Painful personal experience is distilled into poignant drama in Eva Ionesco’s promising first feature My Little Princess. Autobiographical events from the 1970s are shaped into a fairytale-like narrative illuminating the abusive nature of Ionesco’s relationship with her mother Irina and eternal arguments over the limits of artistic freedom.

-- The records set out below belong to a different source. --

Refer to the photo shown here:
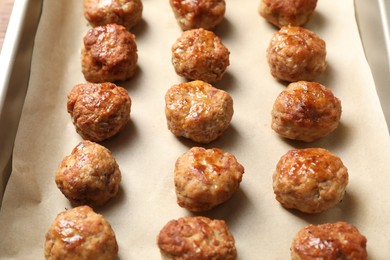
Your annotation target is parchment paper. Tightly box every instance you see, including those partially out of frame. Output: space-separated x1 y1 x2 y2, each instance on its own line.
1 0 390 259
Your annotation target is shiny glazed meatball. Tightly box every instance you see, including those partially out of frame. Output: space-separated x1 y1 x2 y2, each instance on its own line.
271 81 341 142
55 140 121 207
84 0 143 30
272 148 348 214
157 216 237 260
170 0 225 30
291 222 368 259
259 0 317 28
172 28 230 83
165 80 233 144
44 206 118 260
67 82 131 142
267 26 326 82
82 23 138 82
174 147 244 212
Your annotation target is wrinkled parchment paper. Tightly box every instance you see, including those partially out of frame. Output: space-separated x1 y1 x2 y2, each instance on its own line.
1 0 390 259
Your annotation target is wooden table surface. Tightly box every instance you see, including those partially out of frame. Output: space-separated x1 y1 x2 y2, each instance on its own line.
0 0 15 51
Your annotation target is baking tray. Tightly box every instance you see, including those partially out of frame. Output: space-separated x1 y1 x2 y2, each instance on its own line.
0 0 390 259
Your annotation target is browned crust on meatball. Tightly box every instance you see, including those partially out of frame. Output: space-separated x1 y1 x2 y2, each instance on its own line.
272 148 348 214
165 80 233 144
157 216 237 260
271 81 341 142
259 0 317 28
44 206 118 260
267 26 326 82
172 28 230 83
291 222 368 259
55 141 121 207
174 147 244 212
84 0 143 31
170 0 225 30
82 24 138 83
67 82 131 142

— Allan Hunter – Screen Daily

Critics also commented that Anamaria Vartolomei and Isabelle Huppert have portrayed the lack of affection so convincingly that they have even been accused of interacting insufficiently as actors. Regarding this, Huppert told German newspaper Frankfurter Allgemeine Zeitung in an interview that shooting of the film had been one of her more peculiar professional experiences because on the set she had had the feeling she was indeed the director's mother.